LiveJournal provides an interface for exporting comments using an XML format that makes it easy for people to write utilities to use the information. A user is allowed to download comments for any journal they administrate.
Please read the LiveJournal Bot Policy page, which discusses more general rules on how to download information from our servers without getting yourself banned. Also please follow the directions contained in this guide.
In order to use the comment exporter, you will need to have a valid session cookie. This can be obtained with the sessiongenerate protocol mode or by posting login information to the login.bml page.

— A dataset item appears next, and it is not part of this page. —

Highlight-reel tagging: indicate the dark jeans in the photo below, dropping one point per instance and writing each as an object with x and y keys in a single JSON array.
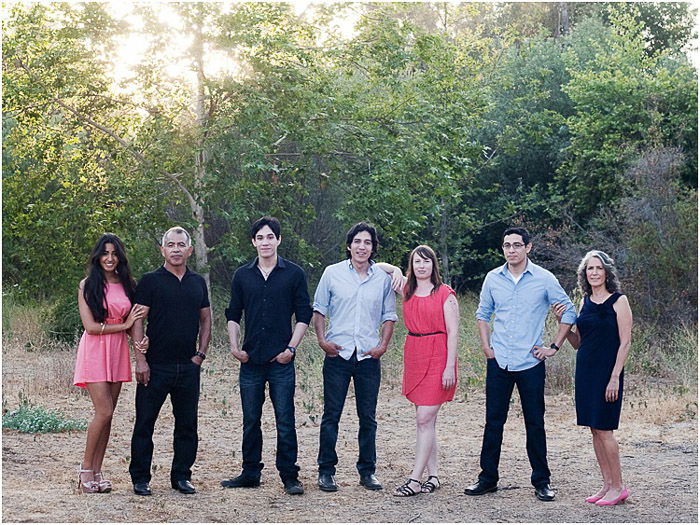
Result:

|maxid||meta||yes||This element gives you an integer value of the maximum comment id currently available in the user's journal. This is the endpoint, inclusive.|
|comment||id||meta, body||no||The id of this particular comment.|
|comment||posterid||meta, body||yes||The id of the poster of this comment. This can only change from 0 (anonymous) to some non-zero number. It will never go the other way, nor will it change from some non-zero number to another non-zero number. Anonymous (0) is the default if no posterid is supplied.|
|comment||state||meta, body||yes||S = screened comment, D = deleted comment, A = active (visible) comment. If the state is not explicitly defined, it is assumed to be A.|
|comment||jitemid||body||no||Journal itemid this comment was posted in.|
|comment||parentid||body||no||0 if this comment is top-level, else, it is the id of the comment this one was posted in response to. Top-level (0) is the default if no parentid is supplied.|
|usermap||id||meta||no||Poster id part of pair.|
|usermap||user||meta||yes||Username part of poster id + user pair. This can change if a user renames.|
|body||body||no||The text of the comment.|
|subject||body||no||The subject of the comment. This may not be present with every comment.|
|date||body||no||The time this comment was posted at. This is in the W3C Date and Time format.|
|property||body||no||The property tag has one attribute, name, that indicates the name of this property. The content of the tag is the value of that property.|
Comment metadata includes only information that is subject to change on a comment. It is a lightweight call that returns a small XML file that provides basic information on each comment posted in a journal. Step 1 of any export should look like this:
After you have made the above request, you will get back a response that looks something like this:
<?xml version="1.0" encoding='utf-8'?> <livejournal> <maxid>100</maxid> <comments> <comment id='71' posterid='3' state='D' /> <comment id='70' state='D' /> <comment id='99' /> <comment id='100' posterid='3' /> <comment id='92' state='D' /> <comment id='69' posterid='3' state='S' /> <comment id='98' posterid='3' /> <comment id='73' state='D' /> <comment id='86' state='S' /> </comments> <usermaps> <usermap id='6' user='test2' /> <usermap id='3' user='test' /> <usermap id='2' user='xb95' /> </usermaps> </livejournal>
The first part is the actual comment metadata. Each row will contain the mutable information about a single comment. After this data is the list of users and their ids. These mappings will never change, so feel free to completely cache these.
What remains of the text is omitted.